The literature gives many examples of successful use of the multiplex PCR method to identify race-specific resistance genes. Leśniowska-Nowak et al. (2013) developed a multiplex PCR method to identify two resistance genes for leaf rust Lr9 and Lr19. Other major resistance genes for P. triticina Lr29 and Lr37 were identified with one PCR reaction by Sumikova and Hanzalova (2010). Gogół et al. (2015) made a successful attempt to use the multiplex PCR method to simultaneously identify genes of resistance to two different diseases: Lr21 (leaf rust) and Pm4b (powdery mildew). Tomkowiak et al. (2019) identified the Pm2, Pm3a, Pm4b, and Pm6 genes and developed multiplex PCR reaction conditions for simultaneous identification of Pm2 and Pm4b genes.
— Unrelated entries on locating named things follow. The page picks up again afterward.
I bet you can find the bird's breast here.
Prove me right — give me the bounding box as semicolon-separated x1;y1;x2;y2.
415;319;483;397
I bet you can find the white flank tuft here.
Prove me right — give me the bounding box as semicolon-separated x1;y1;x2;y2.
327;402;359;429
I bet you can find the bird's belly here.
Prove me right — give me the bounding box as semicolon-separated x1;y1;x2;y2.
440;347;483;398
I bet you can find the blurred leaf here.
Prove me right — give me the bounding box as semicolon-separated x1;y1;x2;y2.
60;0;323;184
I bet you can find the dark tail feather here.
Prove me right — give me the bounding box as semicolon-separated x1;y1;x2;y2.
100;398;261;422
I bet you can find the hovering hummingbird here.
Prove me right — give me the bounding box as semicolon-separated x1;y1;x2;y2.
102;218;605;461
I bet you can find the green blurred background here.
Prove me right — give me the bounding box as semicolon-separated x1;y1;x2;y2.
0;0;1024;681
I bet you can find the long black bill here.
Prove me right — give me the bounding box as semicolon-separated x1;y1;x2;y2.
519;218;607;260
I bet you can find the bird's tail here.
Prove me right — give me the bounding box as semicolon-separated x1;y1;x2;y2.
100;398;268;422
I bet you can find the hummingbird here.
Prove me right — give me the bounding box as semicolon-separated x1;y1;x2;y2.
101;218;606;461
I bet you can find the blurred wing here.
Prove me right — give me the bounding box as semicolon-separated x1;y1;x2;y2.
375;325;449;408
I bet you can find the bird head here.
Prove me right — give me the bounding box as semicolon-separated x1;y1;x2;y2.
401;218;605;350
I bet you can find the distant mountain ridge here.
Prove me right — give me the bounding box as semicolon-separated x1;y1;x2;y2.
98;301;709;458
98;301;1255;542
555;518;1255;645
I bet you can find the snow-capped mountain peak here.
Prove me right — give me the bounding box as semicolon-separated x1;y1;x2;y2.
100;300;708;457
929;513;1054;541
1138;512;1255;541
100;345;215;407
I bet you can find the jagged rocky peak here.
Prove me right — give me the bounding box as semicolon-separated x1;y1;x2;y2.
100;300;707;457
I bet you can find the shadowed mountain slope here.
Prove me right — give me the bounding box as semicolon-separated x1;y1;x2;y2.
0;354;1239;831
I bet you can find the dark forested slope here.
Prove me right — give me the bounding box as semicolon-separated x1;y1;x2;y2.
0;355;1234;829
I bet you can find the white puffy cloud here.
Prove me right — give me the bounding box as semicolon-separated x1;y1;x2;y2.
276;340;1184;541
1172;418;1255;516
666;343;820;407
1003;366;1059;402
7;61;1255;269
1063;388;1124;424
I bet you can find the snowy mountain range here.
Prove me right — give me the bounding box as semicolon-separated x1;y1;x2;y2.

Slow rusting genes Lr34 and Lr46 are very important for breeding because they provide durable resistance over a long period of time in different environments, and they are effective against many pathogens (Imbaby et al. 2014). The development of the multiplex PCR method allows to significantly shorten the time of analysis of these two important genes. The study demonstrated that the developed multiplex PCR conditions are effective diagnostic tool for the simultaneous identification of Lr34 and L46 genes using the csLv34 and Xwmc44 markers, respectively. The developed multiplex PCR conditions can be used in breeding programs for marker-assisted selection.